Did you know that when theres gloom in the gloaming, thats when doom goes a-roaming? I recently dug up five chapters of a planned, but mercifully uncompleted, fantasy novel I was writing in high school. It was hopelessly derivative (my ringwraiths were called, um, ringlords), but hey, I was fifteen or thereabouts.
Feast your eyes on the deathless literary milestone that is Druidstone Quest: The Sword of the Highlands! 😮
You’re a brave man to post your worst on here ( :
This is still better writing than I’ve seen from any recent 15 year olds.
Still better than Tad Williams.
I’ve heard somewhere there are only a few archetypal “stories”, so logically anything any fiction writer writes must be derivative.
@ Anon73:
It was Georges Polti who wrote the book The Thirty-Six Dramatic Situations wherein he postulated that all drama could be boiled down to a finite number of situations. I think the theory is nonsense, he couldn’t even keep his 36 from overlapping each other.

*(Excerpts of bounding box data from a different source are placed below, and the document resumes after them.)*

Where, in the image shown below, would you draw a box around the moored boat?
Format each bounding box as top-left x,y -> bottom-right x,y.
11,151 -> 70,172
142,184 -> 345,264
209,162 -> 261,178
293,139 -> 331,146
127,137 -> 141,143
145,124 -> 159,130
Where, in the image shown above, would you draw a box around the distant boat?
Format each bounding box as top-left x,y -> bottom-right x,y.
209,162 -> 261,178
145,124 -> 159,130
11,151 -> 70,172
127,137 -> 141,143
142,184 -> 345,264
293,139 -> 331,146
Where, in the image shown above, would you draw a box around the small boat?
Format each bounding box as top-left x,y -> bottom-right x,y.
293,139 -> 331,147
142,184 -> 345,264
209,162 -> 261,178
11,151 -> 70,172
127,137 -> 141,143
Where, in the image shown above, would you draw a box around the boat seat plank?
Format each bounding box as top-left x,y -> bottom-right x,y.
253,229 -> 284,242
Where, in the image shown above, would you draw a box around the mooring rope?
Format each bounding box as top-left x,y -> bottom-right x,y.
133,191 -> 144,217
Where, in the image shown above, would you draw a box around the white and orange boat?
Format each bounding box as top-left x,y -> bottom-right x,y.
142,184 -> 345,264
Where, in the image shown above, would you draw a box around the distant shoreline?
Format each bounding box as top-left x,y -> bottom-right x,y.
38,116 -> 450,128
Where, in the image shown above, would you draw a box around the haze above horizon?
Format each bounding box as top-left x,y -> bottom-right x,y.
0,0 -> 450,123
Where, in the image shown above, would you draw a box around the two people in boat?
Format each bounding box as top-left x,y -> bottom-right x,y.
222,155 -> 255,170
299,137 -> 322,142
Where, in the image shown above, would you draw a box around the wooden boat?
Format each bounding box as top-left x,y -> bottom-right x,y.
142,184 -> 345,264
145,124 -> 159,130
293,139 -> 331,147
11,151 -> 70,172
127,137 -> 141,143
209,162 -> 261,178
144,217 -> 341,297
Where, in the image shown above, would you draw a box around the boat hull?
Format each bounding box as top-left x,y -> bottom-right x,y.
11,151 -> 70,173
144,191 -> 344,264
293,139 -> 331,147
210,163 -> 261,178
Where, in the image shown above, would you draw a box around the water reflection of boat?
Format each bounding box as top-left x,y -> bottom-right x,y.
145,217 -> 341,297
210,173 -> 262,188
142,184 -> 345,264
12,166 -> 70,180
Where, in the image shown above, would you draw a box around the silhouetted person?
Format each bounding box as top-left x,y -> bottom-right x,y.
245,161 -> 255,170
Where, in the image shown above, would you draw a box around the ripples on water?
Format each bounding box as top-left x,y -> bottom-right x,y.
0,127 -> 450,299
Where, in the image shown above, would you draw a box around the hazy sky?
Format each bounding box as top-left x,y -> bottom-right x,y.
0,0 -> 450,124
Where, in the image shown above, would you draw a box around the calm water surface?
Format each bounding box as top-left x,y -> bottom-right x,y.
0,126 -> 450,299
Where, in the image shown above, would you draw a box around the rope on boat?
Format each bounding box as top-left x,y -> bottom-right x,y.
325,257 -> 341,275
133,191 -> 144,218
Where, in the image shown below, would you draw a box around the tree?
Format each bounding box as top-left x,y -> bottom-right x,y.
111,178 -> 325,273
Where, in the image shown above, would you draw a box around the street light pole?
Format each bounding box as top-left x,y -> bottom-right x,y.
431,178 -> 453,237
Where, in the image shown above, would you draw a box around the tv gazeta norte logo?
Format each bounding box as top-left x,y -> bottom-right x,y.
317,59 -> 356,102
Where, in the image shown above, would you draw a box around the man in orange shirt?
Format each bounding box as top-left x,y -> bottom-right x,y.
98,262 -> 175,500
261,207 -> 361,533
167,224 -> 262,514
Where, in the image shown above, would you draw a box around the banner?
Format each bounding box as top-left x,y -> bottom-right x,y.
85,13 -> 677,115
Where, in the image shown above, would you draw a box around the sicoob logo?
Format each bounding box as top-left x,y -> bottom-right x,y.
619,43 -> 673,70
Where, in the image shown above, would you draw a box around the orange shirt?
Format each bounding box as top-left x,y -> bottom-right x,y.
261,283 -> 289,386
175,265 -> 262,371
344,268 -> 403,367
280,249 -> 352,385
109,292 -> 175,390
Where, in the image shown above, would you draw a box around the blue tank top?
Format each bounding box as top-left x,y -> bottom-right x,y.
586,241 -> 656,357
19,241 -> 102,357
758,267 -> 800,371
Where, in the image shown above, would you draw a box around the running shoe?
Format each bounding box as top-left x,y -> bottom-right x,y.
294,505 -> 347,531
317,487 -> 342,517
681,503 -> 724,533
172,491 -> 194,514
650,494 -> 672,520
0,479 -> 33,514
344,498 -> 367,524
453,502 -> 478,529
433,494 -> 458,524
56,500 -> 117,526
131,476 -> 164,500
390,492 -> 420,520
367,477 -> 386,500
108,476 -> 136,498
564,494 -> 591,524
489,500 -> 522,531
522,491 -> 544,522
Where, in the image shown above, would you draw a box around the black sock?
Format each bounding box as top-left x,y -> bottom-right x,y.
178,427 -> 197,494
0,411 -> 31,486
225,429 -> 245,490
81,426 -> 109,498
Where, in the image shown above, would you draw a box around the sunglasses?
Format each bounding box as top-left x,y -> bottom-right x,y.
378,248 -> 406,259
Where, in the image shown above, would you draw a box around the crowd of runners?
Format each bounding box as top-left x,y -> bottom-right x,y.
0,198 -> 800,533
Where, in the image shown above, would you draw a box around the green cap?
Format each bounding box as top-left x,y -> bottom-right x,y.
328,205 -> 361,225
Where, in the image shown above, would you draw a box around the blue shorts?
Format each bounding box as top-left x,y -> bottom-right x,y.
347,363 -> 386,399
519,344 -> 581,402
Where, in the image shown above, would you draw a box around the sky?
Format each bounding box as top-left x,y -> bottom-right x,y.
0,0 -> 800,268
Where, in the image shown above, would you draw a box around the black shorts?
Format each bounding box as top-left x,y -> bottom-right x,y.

The book however is good for breaking writer’s block and inspires one to check out the ancient (read Greek) playwrights.
@ Long:
Almost every geek has a Tolkien ripoff in their past. However I thought I was the only one who had actually gone to the trouble of making a map.
I think Polti cheats a bit, in that not all of his situations are at the same level of generality. Some are fairly specific (like “abduction” or “misplaced jealousy”), while others are so general that they apply to all sorts of different plots (like “daring enterprise” or “solving an enigma”).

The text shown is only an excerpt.